Over the past few years, we’ve covered a number of health apps that we believed put patients at risk through dubious claims about what they can measure or treat. In 2014, we detailed an app called Instant Blood Pressure which claimed to measure blood pressure just by having users put the microphone over their chest and finger over the camera. About a year after our initial article, it was pulled first from the Google Play app store then the iTunes app store. And earlier this year, a study conducted by some of my colleagues at Johns Hopkins showed Instant Blood Pressure to be highly inaccurate and detailed how those inaccuracies could put patients at risk. Given the attention that study got in the lay press as well as Apple’s moves to scale up their healthcare expertise, I assumed that the review of health apps, particularly those that claim to measure or treat something, would be tightened up.

So I was surprised when perusing the iTunes app store when I saw “iCare Health Monitor – can measure blood pressure” pop up as one of the top 25 most popular free medical apps. In many ways, it echoed what we saw with Instant Blood Pressure as well as some similar health apps on Google Play but was even more egregious in some of the claims it made. As you can see from the description, it claims to measure blood pressure, heart rate, blood lipids, blood oxygen, vision, colorblind, hearing, lung capacity, breath rate, and psychological index – all without any peripherals.

iCare Health Monitor Description

The app appears to use the same basic photoplethysmography (PPG) principle that other apps including Instant Blood Pressure or Pulse Oximeter use. Users put their finger over the camera, the flash turns on, and it generates a PPG waveform. How it goes from that to telling me my blood pressure is 108/69 mm Hg, blood viscosity is 0.37, oxygen levels are 97%, and “emotion” is happy/readily/catharsis/relax is left unexplained. If that omission wasn’t enough, that the app describes the systolic and diastolic blood pressure as the “high” and “low” blood pressure respectively doesn’t exactly engender much confidence that a ton of medical expertise went into developing this app.

As with Instant Blood Pressure, the reviews are generally glowing with a particular focus on the convenience of not having to use an actual blood pressure cuff.

In its description, the app says its blood pressure is accurate within 12 mm Hg, heart rate within 3, and blood oxygen (presumably saturation) within 2. Of course, there are no references or data offered to back that up either in the description or on the developer website.

It almost goes without saying that iCare Health Monitor should be removed from the app store immediately.
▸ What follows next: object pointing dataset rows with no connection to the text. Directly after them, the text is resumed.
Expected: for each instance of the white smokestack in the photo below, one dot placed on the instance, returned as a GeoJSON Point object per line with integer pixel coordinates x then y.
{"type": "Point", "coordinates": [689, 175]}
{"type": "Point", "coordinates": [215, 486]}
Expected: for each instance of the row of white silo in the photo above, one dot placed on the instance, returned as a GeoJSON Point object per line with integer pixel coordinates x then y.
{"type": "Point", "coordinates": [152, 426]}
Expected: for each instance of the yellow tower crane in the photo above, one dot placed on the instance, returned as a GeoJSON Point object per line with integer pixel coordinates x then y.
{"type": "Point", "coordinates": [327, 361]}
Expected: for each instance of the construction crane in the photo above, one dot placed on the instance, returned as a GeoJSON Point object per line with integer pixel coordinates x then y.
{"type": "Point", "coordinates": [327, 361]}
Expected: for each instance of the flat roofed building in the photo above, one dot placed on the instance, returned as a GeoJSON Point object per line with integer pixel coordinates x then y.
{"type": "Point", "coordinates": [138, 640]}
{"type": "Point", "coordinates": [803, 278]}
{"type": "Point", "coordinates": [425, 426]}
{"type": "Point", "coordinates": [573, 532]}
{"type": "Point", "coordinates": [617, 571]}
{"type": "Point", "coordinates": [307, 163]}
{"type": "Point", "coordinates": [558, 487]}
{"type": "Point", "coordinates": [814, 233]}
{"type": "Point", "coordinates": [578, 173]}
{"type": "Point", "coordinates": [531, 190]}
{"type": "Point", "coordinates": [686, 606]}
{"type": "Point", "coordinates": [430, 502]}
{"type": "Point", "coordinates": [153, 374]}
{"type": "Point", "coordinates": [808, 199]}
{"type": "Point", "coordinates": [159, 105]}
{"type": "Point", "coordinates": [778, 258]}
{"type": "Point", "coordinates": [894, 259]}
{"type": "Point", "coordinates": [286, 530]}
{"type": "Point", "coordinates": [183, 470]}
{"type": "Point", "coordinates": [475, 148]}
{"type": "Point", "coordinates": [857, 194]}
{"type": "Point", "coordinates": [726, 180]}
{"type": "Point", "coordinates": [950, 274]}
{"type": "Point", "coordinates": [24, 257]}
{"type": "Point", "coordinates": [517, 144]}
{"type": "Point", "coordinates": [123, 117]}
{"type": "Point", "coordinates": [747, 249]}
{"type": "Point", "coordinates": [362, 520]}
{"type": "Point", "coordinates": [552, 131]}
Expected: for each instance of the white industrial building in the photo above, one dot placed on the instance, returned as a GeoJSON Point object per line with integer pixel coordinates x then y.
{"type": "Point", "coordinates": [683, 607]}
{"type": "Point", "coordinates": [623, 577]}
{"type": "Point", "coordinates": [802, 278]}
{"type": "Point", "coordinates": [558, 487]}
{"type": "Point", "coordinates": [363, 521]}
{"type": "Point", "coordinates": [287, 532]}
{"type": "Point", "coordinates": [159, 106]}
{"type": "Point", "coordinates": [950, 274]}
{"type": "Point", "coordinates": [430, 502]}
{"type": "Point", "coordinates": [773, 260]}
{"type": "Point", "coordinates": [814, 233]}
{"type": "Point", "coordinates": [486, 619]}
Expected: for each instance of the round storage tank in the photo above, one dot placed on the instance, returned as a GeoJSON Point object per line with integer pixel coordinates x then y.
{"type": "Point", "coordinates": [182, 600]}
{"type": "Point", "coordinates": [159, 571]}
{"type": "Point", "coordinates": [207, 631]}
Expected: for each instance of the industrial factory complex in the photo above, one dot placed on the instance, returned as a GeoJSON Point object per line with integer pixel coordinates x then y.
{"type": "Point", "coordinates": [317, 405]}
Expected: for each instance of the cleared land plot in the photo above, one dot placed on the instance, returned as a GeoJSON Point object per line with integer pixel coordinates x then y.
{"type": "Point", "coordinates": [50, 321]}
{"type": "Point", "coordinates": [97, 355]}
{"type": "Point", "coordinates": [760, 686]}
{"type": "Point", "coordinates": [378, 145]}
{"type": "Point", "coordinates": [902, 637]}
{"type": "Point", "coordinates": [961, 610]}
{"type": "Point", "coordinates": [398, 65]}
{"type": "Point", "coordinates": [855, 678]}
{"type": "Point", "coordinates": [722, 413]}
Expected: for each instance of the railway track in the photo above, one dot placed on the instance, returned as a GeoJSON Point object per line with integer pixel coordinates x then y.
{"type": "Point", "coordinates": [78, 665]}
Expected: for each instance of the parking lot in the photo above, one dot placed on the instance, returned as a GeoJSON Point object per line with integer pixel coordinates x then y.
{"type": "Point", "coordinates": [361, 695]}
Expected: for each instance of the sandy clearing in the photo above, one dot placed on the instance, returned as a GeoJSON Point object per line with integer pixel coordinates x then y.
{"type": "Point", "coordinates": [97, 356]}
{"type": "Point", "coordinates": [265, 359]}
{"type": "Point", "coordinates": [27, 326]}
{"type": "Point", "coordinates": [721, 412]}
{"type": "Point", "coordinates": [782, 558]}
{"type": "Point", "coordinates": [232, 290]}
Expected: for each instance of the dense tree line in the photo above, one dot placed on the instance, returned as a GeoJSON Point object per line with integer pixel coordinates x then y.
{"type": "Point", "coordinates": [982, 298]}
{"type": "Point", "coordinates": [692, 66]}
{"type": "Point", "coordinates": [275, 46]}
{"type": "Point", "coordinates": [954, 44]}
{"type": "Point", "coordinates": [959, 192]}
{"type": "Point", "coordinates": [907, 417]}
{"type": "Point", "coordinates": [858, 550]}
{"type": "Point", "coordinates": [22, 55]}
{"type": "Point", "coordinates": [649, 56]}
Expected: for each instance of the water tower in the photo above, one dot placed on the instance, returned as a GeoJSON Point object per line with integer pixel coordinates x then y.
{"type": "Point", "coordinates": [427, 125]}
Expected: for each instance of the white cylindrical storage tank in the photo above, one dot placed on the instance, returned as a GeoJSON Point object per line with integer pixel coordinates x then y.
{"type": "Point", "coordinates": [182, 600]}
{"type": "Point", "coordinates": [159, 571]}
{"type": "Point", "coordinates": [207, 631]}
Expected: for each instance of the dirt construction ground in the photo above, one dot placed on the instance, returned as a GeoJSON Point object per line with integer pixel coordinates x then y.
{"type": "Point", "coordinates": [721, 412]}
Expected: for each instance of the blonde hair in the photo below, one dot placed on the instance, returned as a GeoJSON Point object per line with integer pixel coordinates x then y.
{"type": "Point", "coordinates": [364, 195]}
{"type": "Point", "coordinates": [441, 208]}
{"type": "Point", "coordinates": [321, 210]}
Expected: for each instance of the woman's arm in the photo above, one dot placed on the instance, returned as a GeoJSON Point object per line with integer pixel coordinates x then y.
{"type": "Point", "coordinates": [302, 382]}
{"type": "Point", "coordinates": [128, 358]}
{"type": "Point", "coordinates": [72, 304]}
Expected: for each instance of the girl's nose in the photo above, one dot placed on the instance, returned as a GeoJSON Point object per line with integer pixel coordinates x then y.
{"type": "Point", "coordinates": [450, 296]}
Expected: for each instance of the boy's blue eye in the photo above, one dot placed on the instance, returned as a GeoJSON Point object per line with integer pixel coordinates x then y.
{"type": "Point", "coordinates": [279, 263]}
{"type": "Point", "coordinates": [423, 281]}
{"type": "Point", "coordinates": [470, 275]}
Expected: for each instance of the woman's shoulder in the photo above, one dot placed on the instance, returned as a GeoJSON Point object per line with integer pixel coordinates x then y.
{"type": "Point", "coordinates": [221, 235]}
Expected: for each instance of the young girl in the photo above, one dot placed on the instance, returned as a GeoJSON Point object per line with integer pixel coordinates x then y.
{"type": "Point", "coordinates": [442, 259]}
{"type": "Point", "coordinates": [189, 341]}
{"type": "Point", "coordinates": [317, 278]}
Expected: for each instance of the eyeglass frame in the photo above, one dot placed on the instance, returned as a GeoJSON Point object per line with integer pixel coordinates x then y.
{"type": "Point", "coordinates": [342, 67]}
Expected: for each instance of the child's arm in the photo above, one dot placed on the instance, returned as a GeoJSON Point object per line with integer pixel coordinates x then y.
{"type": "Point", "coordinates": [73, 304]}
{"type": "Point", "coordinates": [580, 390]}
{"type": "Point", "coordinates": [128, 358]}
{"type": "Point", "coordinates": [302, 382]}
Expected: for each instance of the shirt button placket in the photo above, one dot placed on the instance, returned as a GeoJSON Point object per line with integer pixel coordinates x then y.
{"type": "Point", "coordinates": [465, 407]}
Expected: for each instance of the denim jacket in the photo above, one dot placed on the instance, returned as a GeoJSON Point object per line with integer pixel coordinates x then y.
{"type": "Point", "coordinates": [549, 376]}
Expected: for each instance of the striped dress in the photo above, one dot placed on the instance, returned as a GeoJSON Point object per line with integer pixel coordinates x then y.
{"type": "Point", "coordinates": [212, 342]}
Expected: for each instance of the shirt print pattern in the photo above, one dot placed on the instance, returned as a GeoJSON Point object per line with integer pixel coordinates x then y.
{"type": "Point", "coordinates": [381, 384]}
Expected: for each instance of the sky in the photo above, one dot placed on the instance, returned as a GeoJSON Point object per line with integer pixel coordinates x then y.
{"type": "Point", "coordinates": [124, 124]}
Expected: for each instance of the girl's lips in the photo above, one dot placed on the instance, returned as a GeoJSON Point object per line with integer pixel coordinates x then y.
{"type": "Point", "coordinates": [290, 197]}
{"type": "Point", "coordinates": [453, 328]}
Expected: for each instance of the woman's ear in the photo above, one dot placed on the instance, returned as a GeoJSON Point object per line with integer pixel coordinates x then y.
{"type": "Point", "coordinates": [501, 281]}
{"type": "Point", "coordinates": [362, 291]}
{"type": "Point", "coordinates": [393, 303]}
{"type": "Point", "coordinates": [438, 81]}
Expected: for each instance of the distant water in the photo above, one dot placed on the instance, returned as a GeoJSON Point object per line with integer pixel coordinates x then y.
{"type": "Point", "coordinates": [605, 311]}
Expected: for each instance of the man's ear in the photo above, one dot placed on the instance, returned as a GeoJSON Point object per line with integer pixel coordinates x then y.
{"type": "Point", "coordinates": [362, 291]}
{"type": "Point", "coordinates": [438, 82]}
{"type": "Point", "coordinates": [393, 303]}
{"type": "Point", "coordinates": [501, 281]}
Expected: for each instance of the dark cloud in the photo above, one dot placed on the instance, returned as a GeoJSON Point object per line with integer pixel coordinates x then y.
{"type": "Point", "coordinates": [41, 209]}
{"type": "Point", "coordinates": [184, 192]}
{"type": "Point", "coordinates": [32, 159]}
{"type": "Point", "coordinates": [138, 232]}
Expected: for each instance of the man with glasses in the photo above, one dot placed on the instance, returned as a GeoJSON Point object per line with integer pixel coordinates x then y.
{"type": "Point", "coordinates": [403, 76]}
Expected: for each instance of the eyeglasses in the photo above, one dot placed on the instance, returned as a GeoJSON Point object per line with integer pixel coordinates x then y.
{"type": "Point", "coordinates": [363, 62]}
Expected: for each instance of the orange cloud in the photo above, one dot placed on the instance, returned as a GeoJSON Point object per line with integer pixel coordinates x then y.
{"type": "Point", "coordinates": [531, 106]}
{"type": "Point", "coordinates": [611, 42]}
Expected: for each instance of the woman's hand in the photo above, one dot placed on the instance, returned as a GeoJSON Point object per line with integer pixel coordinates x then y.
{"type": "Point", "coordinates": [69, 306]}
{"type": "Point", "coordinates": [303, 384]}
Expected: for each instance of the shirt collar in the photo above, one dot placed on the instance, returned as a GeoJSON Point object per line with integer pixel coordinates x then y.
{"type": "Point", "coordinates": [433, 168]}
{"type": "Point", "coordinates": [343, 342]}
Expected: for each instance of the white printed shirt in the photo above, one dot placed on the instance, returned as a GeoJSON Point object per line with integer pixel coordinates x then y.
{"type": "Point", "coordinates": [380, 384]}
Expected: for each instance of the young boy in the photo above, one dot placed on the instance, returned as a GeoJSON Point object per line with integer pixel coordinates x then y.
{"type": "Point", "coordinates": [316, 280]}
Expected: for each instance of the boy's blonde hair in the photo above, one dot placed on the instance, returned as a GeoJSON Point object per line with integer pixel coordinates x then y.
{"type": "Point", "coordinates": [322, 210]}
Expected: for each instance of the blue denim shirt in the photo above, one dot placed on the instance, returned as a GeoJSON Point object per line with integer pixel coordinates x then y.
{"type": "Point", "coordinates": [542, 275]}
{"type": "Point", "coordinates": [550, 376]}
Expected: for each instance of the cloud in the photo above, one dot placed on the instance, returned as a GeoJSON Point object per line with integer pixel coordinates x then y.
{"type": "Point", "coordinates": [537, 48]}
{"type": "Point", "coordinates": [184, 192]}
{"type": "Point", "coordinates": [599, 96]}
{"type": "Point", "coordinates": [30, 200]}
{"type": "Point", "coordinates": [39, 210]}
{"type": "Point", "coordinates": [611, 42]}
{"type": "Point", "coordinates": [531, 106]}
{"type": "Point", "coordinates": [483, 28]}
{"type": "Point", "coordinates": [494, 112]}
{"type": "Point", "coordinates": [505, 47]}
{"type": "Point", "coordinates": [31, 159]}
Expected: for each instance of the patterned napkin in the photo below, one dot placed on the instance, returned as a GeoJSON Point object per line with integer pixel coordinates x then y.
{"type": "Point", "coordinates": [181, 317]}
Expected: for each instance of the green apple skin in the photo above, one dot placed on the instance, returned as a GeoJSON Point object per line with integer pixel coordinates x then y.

It should be noted that while the app shows up in the Top Charts, it doesn’t appear in the more actively curated Medical category in the app store. But what I’m particularly struck by is that a health app that makes so obviously dubious claims to measure very specific vital signs and even diagnose health problems (high cholesterol) slipped through the screening process. That it made it to the top 25 free medical apps also leads me to believe that whatever active monitoring of health and medical apps is done by Apple is falling short.